The Family Farm is now a B&B, The Old Stone Manse, Caldwell WVA
The stone and wood plank house was built in the early 1800's, my great grandmother arrived there on horseback at the turn of the century as a bride, my sister inherited her ladies side saddle from that trip. The house was never renovated except for electricity and running water. When you walked on the floors the wide planks would creak.
My great grandfather was a clerk of the court and died before the birth of his last child. My great grandmother never married again and raised my great aunts and uncle on her own. Three of the children received a college education. My great uncle and aunt stayed to work the farm.
The stove in the kitchen was an old black cast iron wood burning stove. The stove above looks fancier than what my great aunt had. It was the same stove that cooked the food my father ate when he would go for long visits as a boy in the summer during the 1920's and 30's.
Root vegetables my great-grandmother would keep in the cellar
Dad mentioned things that happened while visiting, the sheep that died and was burned in the field (apparently they are not buried). He said he didn't like the smell (it was a mature sheep) and didn't want to eat mutton afterwards. Stepping in what looked like a solid cow "pie" and sinking down until it covered his ankle and part of his leg!

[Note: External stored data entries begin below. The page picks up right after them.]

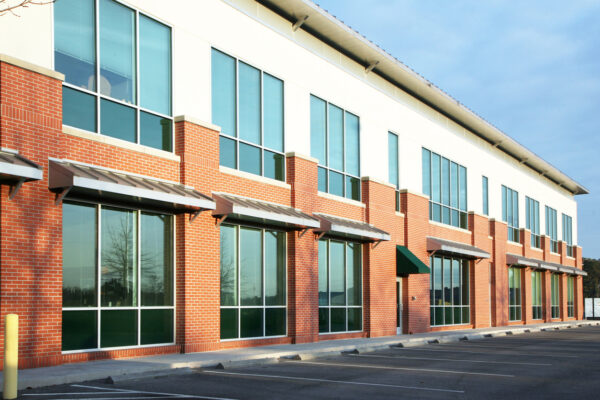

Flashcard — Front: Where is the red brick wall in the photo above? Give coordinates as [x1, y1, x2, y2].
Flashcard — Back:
[0, 60, 588, 369]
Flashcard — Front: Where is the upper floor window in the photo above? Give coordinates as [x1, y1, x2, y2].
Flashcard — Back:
[501, 185, 519, 242]
[55, 0, 173, 152]
[388, 132, 399, 211]
[212, 49, 285, 181]
[422, 148, 467, 229]
[526, 197, 540, 249]
[482, 176, 488, 216]
[310, 95, 360, 201]
[546, 206, 558, 253]
[562, 214, 573, 257]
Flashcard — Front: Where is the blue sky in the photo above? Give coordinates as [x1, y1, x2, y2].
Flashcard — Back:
[316, 0, 600, 258]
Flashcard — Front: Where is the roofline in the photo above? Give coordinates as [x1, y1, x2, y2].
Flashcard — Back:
[254, 0, 589, 195]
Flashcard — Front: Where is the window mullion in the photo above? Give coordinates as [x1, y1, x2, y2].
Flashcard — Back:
[137, 209, 141, 345]
[135, 9, 140, 145]
[96, 204, 102, 349]
[95, 0, 101, 133]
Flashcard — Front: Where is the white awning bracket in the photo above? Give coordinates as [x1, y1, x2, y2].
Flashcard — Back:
[292, 15, 309, 31]
[8, 179, 24, 200]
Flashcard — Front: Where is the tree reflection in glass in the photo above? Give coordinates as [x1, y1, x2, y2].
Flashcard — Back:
[101, 207, 137, 307]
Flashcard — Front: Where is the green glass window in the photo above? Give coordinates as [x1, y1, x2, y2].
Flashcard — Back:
[482, 176, 488, 216]
[63, 202, 97, 307]
[318, 239, 363, 333]
[422, 148, 467, 229]
[502, 185, 520, 242]
[310, 95, 361, 201]
[62, 86, 96, 132]
[430, 255, 470, 326]
[54, 0, 96, 90]
[219, 225, 286, 339]
[212, 49, 285, 181]
[567, 276, 574, 318]
[526, 197, 541, 248]
[139, 15, 171, 116]
[531, 271, 543, 320]
[55, 0, 172, 151]
[62, 202, 174, 351]
[100, 99, 136, 143]
[562, 214, 574, 257]
[551, 274, 560, 319]
[508, 267, 522, 321]
[546, 206, 558, 253]
[389, 133, 399, 211]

My father eventually married and brought his family to visit at the farm. We would stay overnight since it was a days drive from out home in Northern VA. I wasn't used to old houses with high ceilings having always lived in a new house in suburbia. At night I would be so scared I would pull the covers over my head be hot all night and never sleep or at least it seemed that way. I was always relieved for the morning and light!

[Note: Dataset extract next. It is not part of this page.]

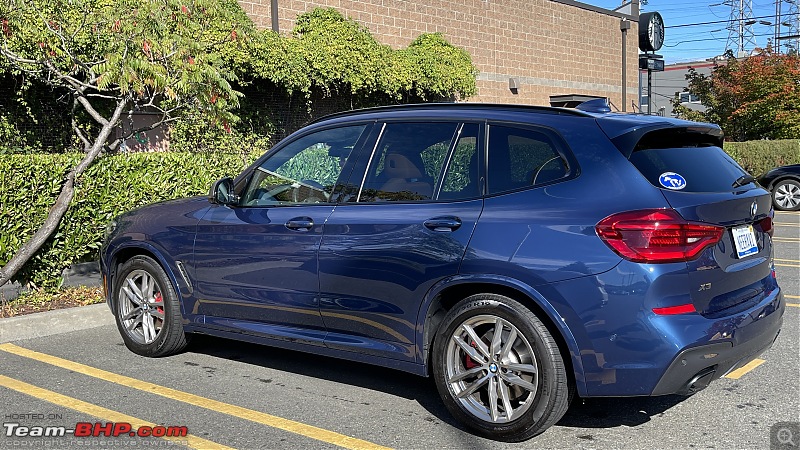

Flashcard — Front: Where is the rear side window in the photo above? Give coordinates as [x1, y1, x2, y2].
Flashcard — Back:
[357, 122, 459, 202]
[629, 146, 749, 193]
[487, 125, 570, 195]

Dad is gone now and I wish I had asked him exactly what he did all day at the farm. I would like to have known more of his routine and his interaction with the family.

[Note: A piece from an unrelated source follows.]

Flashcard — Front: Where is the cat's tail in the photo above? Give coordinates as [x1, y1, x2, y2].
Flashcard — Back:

Now I would love to stay and walk the mountain behind the house, check out all the rooms and old furniture. The old milking barn and furniture is gone now, probably the old stove too although it may still be there. The long front porch running almost the length of the house is gone but that probably wasn't there in the beginning, it looks much better without it.
The present owners who bought the house from my family made it into a Bed and Breakfast and did a wonderful renovation. My father has since stayed at the house and loved how things looked.
There is usually a mist that comes off the Greenbrier River, you can see it in the picture. In the early morning it is almost like thick pea soup, you can't see a foot in front of you, at night when it is clear you can see every star in the sky!